Bovine stool associated circular virus

Virus classification
- Group: Group II (ssDNA)

= Bovine stool associated circular virus =

Bovine stool associated circular virus is a single stranded DNA virus with a circular genome that was isolated from bovine stool. It has also been isolated from pig stool. Therefore, Porcine stool-associated circular virus, a proposed species not yet been accepted by the ICTV, appears to be a synonym.

==Virology==
This virus was isolated from cows and pigs that appeared to be healthy.

==Genome==
The genome is a single stranded circular DNA molecule 2600 bases in length. It has two open reading frames encoding a replicase and capsid protein.

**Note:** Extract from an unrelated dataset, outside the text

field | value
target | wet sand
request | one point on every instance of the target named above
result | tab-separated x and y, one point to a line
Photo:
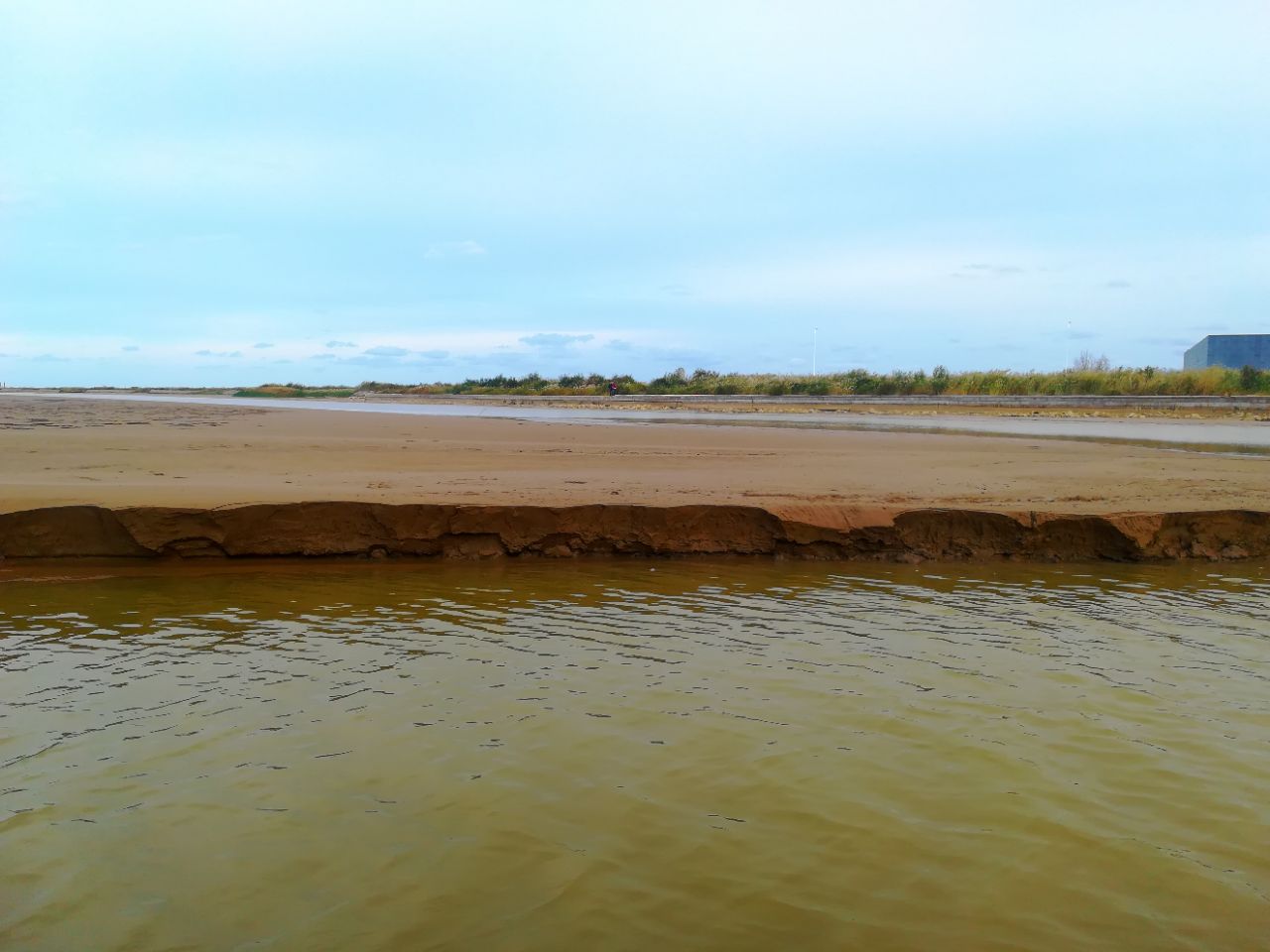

The reading frames are arranged in opposite orientations on the genome. A stem loop is present between the 3' ends of the open reading frames. This is like chimpanzee stool associated circular virus and unlike any other known circular DNA virus.

==Taxonomy==
This virus appears to form a clade with the chimpanzee stool associated circular virus. Their relationship with other viruses is not yet known. The closest relations appear to be the Nanoviridae but further work is required to clarify this point.

However, Porcine stool-associated circular virus appears to be an unclassified member of ICTV-accepted genus Porprismacovirus in family Smacoviridae, same as chimpanzee stool associated circular virus. Nanoviridae and Smacoviridae are both members of class Arfiviricetes.